AUD/USD is respecting the confluence resistance. Bears can cash in and the price will remain pressured at this juncture. AUD/USD is trading at 0.7016 at the time of writing, having tested below the figure.

While markets are away, the sure thing boils down to trade, not just a Sino/US theme, but Brexit and the general state of the EU as a huge thorn in the side of risk-FX and while the Aussie trades.

As for the domestic theme, and RBA is the major theme with QE on the cards. Data wise, November labour force data was solid and generally, its bullish in the immediate time, although, pricing for an RBA cut in Feb dropped back below 50%. Coupled with the ‘phase-one’ deal traction AUD can stay bid and the theme is supportive of risk FX into the New Year. 

2020 open, what’s in store?

“Our base case for the A$ is that it should weaken Q1/ Q2 2020 as the impact of the forecast Feb and June RBA rate cuts plus the beginning of a weakening in iron ore prices ($80 by June) kicks in,” analysts at Westpac argued, who, back in May, noted that a fair value was set to range between 0.64 to 0.69 in the second half of 2019 – a pretty accurate call. The analyst’s view, (RBA to cut Feb and June before QE), is contrary to the bullish technical forecasts above the 200-DMA.

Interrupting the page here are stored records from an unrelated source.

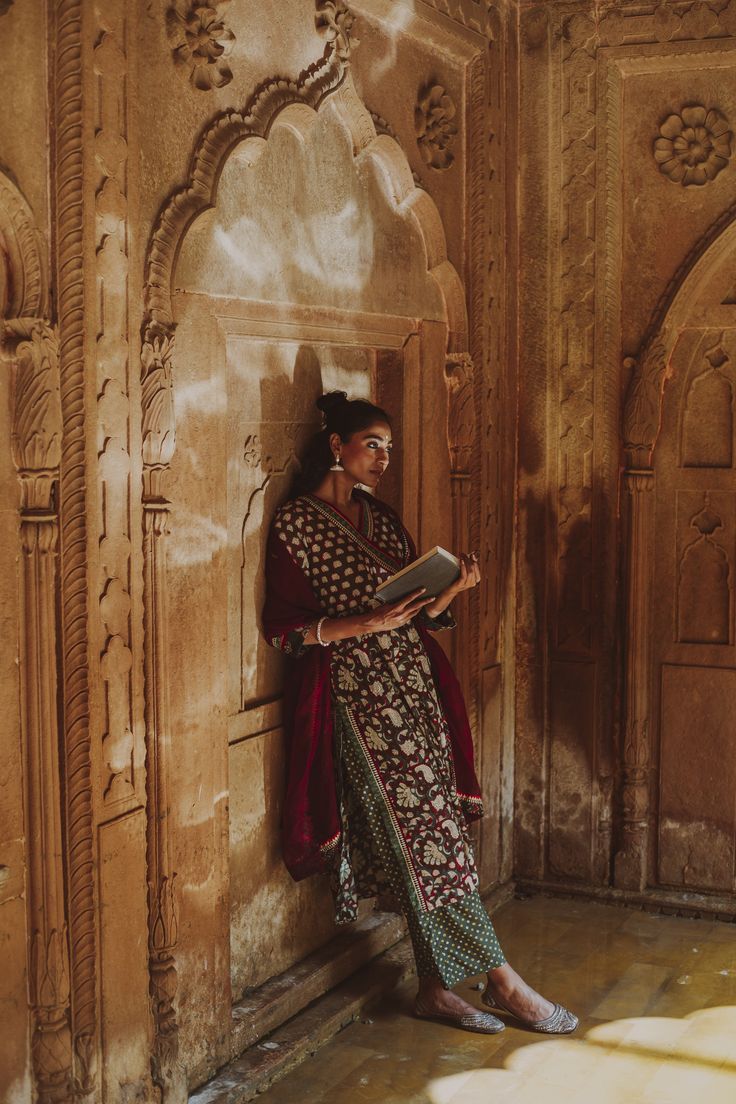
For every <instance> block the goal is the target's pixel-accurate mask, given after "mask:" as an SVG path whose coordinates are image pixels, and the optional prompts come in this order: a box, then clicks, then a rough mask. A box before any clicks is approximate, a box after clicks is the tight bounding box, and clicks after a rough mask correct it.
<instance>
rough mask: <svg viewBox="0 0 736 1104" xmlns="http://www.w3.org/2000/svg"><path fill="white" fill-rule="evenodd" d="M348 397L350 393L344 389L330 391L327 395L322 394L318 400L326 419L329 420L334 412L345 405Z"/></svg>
mask: <svg viewBox="0 0 736 1104" xmlns="http://www.w3.org/2000/svg"><path fill="white" fill-rule="evenodd" d="M349 401H350V400H349V399H348V394H346V392H344V391H328V393H327V394H326V395H320V397H319V399H318V400H317V405H318V406H319V408H320V410H321V411H322V413H323V414H324V418H326V421H328V422H329V420H330V415H331V414H334V413H335V411H337V410H338V408H339V407H340V406H344V404H345V403H346V402H349Z"/></svg>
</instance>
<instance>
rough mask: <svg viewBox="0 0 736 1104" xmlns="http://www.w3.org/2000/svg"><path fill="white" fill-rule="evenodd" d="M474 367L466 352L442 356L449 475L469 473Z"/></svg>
mask: <svg viewBox="0 0 736 1104" xmlns="http://www.w3.org/2000/svg"><path fill="white" fill-rule="evenodd" d="M473 379H474V369H473V362H472V358H471V355H470V353H468V352H459V353H448V355H447V357H446V359H445V382H446V384H447V391H448V406H447V443H448V447H449V450H450V470H451V474H452V476H454V477H455V476H458V475H463V476H469V475H470V470H471V467H472V452H473V448H474V446H476V410H474V404H473Z"/></svg>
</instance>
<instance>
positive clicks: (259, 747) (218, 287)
mask: <svg viewBox="0 0 736 1104" xmlns="http://www.w3.org/2000/svg"><path fill="white" fill-rule="evenodd" d="M312 98H314V97H312ZM308 99H309V97H307V96H305V97H303V98H301V97H300V95H299V92H298V89H291V91H290V102H288V103H287V104H285V103H284V97H282V96H281V95H280V91H279V89H276V91H275V95H274V103H273V105H271V114H270V116H269V115H268V110H267V108H266V107H264V105H263V104H259V107H258V110H259V125H258V132H257V134H254V132H252V131H253V128H252V127H250V129H249V128H248V126H247V125H246V124H245V123H243V125H242V127H241V130H239V132H238V136H237V138H234V136H233V135H232V134H230V132H228V134H227V136H226V140H223V142H222V148H221V150H220V156H218V159H217V158H215V157H214V156H213V152H212V146H211V145H207V141H209V138H205V140H204V141H203V150H204V152H205V153H206V159H207V166H209V168H207V172H209V184H207V190H204V189H203V187H202V182H201V179H198V180H195V181H194V183H193V184H191V185H190V189H189V190H186V191H185V192H183V193H179V194H178V195H177V197H174V198H173V199H172V201H171V203H170V205H169V208H168V209H167V210H166V211H164V212H163V214H162V216H161V220H160V223H159V227H158V229H157V231H156V232H154V235H153V238H152V242H153V244H152V247H151V254H150V256H149V275H150V283H149V287H148V298H149V304H150V305H151V311H150V316H149V326H148V328H147V330H146V335H145V337H146V340H145V347H143V404H145V406H143V457H145V464H146V495H145V497H146V502H147V518H148V521H147V537H146V543H145V552H146V560H147V574H146V580H147V598H146V601H147V618H148V620H147V625H148V633H149V636H148V639H147V652H148V655H147V681H148V684H147V696H149V698H150V696H151V694H152V697H153V700H154V702H156V703H157V708H158V703H159V702H161V703H162V704H163V708H164V711H166V730H167V731H168V732H169V733H171V739H170V741H162V742H161V746H162V751H163V752H164V755H166V756H168V758H167V763H166V774H167V790H168V795H169V802H170V809H171V815H170V817H169V818H168V821H167V822H166V824H161V822H160V817H157V816H156V814H154V810H153V819H152V824H153V825H154V826H156V830H154V832H152V834H151V835H152V837H153V836H156V838H154V839H153V838H151V842H150V851H149V853H150V856H151V859H152V861H153V863H154V864H158V869H159V870H160V871H163V870H164V867H166V864H167V863H168V866H169V869H170V870H171V871H172V872H175V873H177V878H178V883H179V885H181V887H182V889H181V890H180V891H179V894H180V900H179V901H178V902H174V905H173V907H174V909H175V916H177V923H175V925H174V924H173V923H172V924H171V930H174V927H175V930H177V932H178V945H177V952H175V959H177V963H178V964H181V965H180V966H179V1002H180V1007H182V1008H186V1007H193V1006H198V1007H199V1009H200V1011H199V1013H198V1015H199V1017H200V1019H199V1020H198V1022H194V1021H193V1020H190V1019H186V1018H184V1017H182V1022H181V1028H180V1031H181V1039H182V1044H183V1045H184V1047H185V1048H186V1052H188V1065H189V1068H190V1070H191V1069H196V1068H198V1062H199V1063H202V1064H204V1062H205V1061H206V1055H205V1053H204V1050H203V1048H204V1038H203V1037H204V1036H205V1034H206V1032H203V1031H202V1027H201V1016H202V1015H207V1012H206V1011H204V1012H203V1011H202V1010H203V1009H210V1010H211V1011H210V1013H209V1015H211V1016H212V1017H213V1020H214V1021H215V1025H214V1027H215V1030H217V1023H218V1025H220V1030H221V1032H222V1033H227V1032H230V1030H231V1025H230V1022H228V1019H230V1017H228V1011H230V1009H228V1008H227V1007H226V1006H225V1002H224V1001H223V999H222V997H223V994H224V992H228V991H232V994H233V997H234V999H238V998H242V997H243V995H244V994H245V992H246V990H250V989H252V988H254V987H257V986H258V985H259V984H262V983H263V981H264V980H265V979H266V978H268V977H270V976H273V975H274V974H277V973H279V972H282V970H285V969H286V968H288V967H290V966H291V965H294V963H295V962H296V960H298V959H299V958H300V957H302V956H303V955H306V954H307V953H309V952H310V951H312V949H313V948H316V947H318V946H320V945H321V944H323V943H324V942H326V941H328V940H329V938H330V937H331V935H332V933H333V931H334V928H333V924H332V919H331V903H330V900H329V893H328V889H327V885H326V883H324V882H321V883H320V881H319V880H310V882H308V883H300V884H299V885H298V887H297V885H295V884H294V883H291V882H290V880H289V878H288V875H287V873H286V871H285V869H284V867H282V863H281V861H280V854H279V842H278V820H279V811H280V810H279V800H280V793H281V788H282V733H281V729H280V678H281V669H280V664H279V657H278V656H277V655H276V654H275V652H273V651H271V650H270V649H268V648H267V647H266V645H265V644H264V641H263V640H262V639H260V637H259V633H258V614H259V608H260V604H262V601H263V581H262V560H263V551H264V543H265V535H266V529H267V526H268V522H269V520H270V516H271V513H273V510H274V509H275V507H276V505H277V503H278V502H279V501H280V500H281V499H282V497H284V495H285V493H286V490H287V488H288V484H289V480H290V477H291V475H292V473H294V469H295V464H296V455H297V454H298V450H299V446H300V444H301V442H302V440H303V439H305V438H306V436H307V435H308V434H309V433H311V432H312V429H313V428H316V426H317V423H316V420H314V413H316V412H314V406H313V403H314V399H316V397H317V395H318V394H319V393H320V392H321V391H322V390H324V389H329V388H334V386H337V388H342V389H344V390H346V391H349V392H350V393H351V394H364V395H369V394H371V395H373V396H375V397H376V399H377V400H378V401H380V402H382V403H384V404H385V405H387V406H390V407H391V408H392V411H393V412H394V413H395V415H396V429H397V435H398V436H399V437H401V438H402V440H403V443H404V449H405V452H410V454H412V464H410V465H409V464H404V465H402V464H401V457H399V464H398V466H397V474H396V476H395V481H394V484H393V487H392V488H391V489H390V493H391V495H392V496H393V500H394V502H395V505H397V506H401V507H402V508H403V511H404V514H405V518H406V519H407V521H408V523H409V526H410V528H412V529H413V530H414V532H415V533H416V535H417V539H418V540H419V541H420V542H422V543H423V544H425V545H431V544H433V543H447V542H450V541H451V540H452V511H451V509H448V503H449V500H450V471H451V465H450V456H449V452H448V449H447V447H440V448H438V447H437V446H438V442H441V443H442V444H444V443H445V442H446V439H447V403H448V391H447V379H446V371H445V370H446V357H447V352H448V347H449V349H450V350H451V351H452V353H454V354H455V355H457V354H459V353H461V352H462V351H463V349H465V338H466V329H467V326H466V312H465V295H463V290H462V286H461V284H460V280H459V278H458V276H457V273H456V272H455V269H454V268H452V266H451V265H450V264H449V262H448V261H447V255H446V248H445V237H444V232H442V227H441V223H440V221H439V216H438V213H437V210H436V208H435V205H434V203H433V202H431V200H430V199H429V197H428V195H427V193H426V192H423V191H420V190H419V189H417V188H416V187H415V183H414V180H413V178H412V174H410V171H409V169H408V164H407V162H406V159H405V157H404V155H403V153H402V151H401V149H399V148H398V146H397V145H396V142H395V141H394V140H393V139H392V138H390V137H387V136H385V135H381V136H378V135H376V131H375V128H374V126H373V121H372V119H371V116H370V114H369V113H367V110H366V109H365V107H364V105H363V104H362V103H361V100H360V99H359V97H358V95H356V93H355V91H354V88H353V86H352V82H351V81H350V78H349V77H346V78H344V79H343V81H342V82H341V83H340V84H339V86H338V87H335V89H334V91H333V93H332V94H330V95H329V96H322V97H321V98H320V99H318V100H317V102H316V103H311V102H307V100H308ZM246 118H250V116H248V117H246ZM202 157H204V153H202ZM194 163H195V164H199V163H200V161H199V160H198V159H196V158H195V161H194ZM188 197H189V198H188ZM162 272H163V274H164V275H163V276H162ZM174 328H175V368H174V369H173V370H172V367H171V364H172V359H173V355H174V353H173V331H174ZM174 412H175V414H174ZM174 432H175V438H177V447H175V449H174V447H173V438H174ZM419 470H422V473H423V484H422V487H419V485H418V482H417V475H418V471H419ZM164 474H166V476H167V482H166V488H167V489H166V497H164V496H163V495H162V492H161V490H162V482H161V477H162V475H164ZM164 532H168V537H167V540H166V546H167V551H166V562H164V561H163V559H162V556H161V550H162V548H163V544H162V543H161V538H162V535H163V533H164ZM157 687H158V691H157V689H156V688H157ZM162 715H163V714H161V712H160V711H159V712H158V713H157V712H156V711H151V707H150V702H149V718H148V721H149V725H148V728H149V732H148V739H149V746H150V745H151V744H156V742H157V739H158V737H157V731H156V728H157V723H159V719H160V718H161V716H162ZM153 758H154V756H150V761H153ZM160 767H161V761H157V769H160ZM153 796H154V797H156V799H157V800H158V789H157V790H156V793H154V795H153ZM213 807H214V816H213V815H212V810H213ZM205 809H206V815H205ZM150 818H151V810H149V819H150ZM158 877H159V878H161V875H160V874H159V875H158ZM167 884H169V885H170V884H171V882H170V881H169V882H168V883H167ZM213 902H214V905H213ZM213 907H214V910H215V912H216V917H215V923H214V924H213V923H212V910H213ZM172 915H173V912H172ZM205 915H206V923H205V920H204V917H205ZM228 927H230V934H231V940H230V949H231V956H230V963H228V962H227V960H226V958H225V957H224V956H223V955H222V953H221V948H222V946H223V945H225V943H226V940H225V938H223V937H222V936H223V935H225V934H226V931H227V928H228ZM203 946H204V947H207V946H209V948H210V952H211V954H212V956H213V962H214V969H213V970H211V972H210V973H209V974H207V976H206V977H204V976H203V975H202V973H201V972H199V970H196V969H195V968H194V963H195V960H196V959H198V957H199V958H201V955H202V953H203ZM164 951H166V948H164ZM157 969H160V974H161V976H162V977H163V973H164V972H163V968H162V967H159V966H158V965H157V964H154V965H153V966H152V973H154V972H156V970H157ZM169 976H170V975H169ZM210 1033H212V1032H210Z"/></svg>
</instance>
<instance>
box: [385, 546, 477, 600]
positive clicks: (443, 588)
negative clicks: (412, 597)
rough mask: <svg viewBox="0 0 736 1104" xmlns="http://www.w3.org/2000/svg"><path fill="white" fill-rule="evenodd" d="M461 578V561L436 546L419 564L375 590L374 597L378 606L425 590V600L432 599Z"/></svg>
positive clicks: (405, 567)
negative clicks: (441, 591)
mask: <svg viewBox="0 0 736 1104" xmlns="http://www.w3.org/2000/svg"><path fill="white" fill-rule="evenodd" d="M459 574H460V561H459V560H458V559H457V556H454V555H452V553H451V552H447V551H446V550H445V549H440V548H439V545H437V546H436V548H434V549H430V550H429V552H425V554H424V555H420V556H419V559H418V560H415V561H414V562H413V563H410V564H408V565H407V566H406V567H402V570H401V571H397V572H396V574H395V575H392V576H391V578H386V580H385V582H383V583H381V585H380V586H376V590H375V596H376V598H378V599H380V601H381V602H385V603H388V602H398V601H399V598H405V597H406V595H407V594H410V593H412V591H416V590H418V588H419V587H420V586H424V587H426V591H425V593H424V595H423V597H425V598H434V597H436V596H437V595H438V594H439V593H440V592H441V591H444V590H445V587H446V586H449V585H450V583H454V582H455V580H456V578H458V576H459Z"/></svg>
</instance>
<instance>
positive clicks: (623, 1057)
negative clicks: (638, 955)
mask: <svg viewBox="0 0 736 1104" xmlns="http://www.w3.org/2000/svg"><path fill="white" fill-rule="evenodd" d="M735 1040H736V1007H734V1006H728V1007H722V1008H706V1009H703V1010H701V1011H696V1012H693V1013H691V1015H690V1016H687V1017H685V1018H684V1019H670V1018H665V1017H636V1018H629V1019H621V1020H615V1021H612V1022H610V1023H602V1025H600V1026H598V1027H594V1028H591V1029H590V1030H589V1031H588V1032H587V1034H586V1036H585V1038H583V1039H575V1038H570V1039H564V1038H557V1039H550V1040H544V1041H541V1042H537V1043H535V1044H534V1045H529V1047H524V1048H523V1049H522V1050H518V1051H515V1052H514V1053H513V1054H512V1055H511V1057H510V1058H509V1060H508V1062H506V1066H505V1068H504V1069H502V1070H488V1069H481V1070H469V1071H467V1072H462V1073H455V1074H451V1075H449V1076H447V1078H436V1079H435V1080H433V1081H431V1082H429V1084H428V1085H427V1096H428V1098H429V1101H430V1102H431V1104H481V1102H482V1104H487V1102H489V1101H493V1102H498V1101H506V1100H509V1101H510V1100H513V1101H514V1104H538V1102H540V1101H544V1104H558V1102H559V1104H563V1102H564V1104H590V1102H591V1101H595V1104H693V1102H696V1101H698V1100H701V1101H703V1102H707V1104H734V1102H735V1101H736V1043H735Z"/></svg>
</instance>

“We would view any strength through the end of 2019 to 0.6950 as an opportunity to sell.”

Valeria Bednarik, Chief Analyst at FXSret notes that the technical indicators are retreating from extreme overbought levels, yet far from suggesting a downward extension ahead. “Also, the price is holding well above bullish moving averages, with the 20 SMA providing dynamic support at around 0.6960.”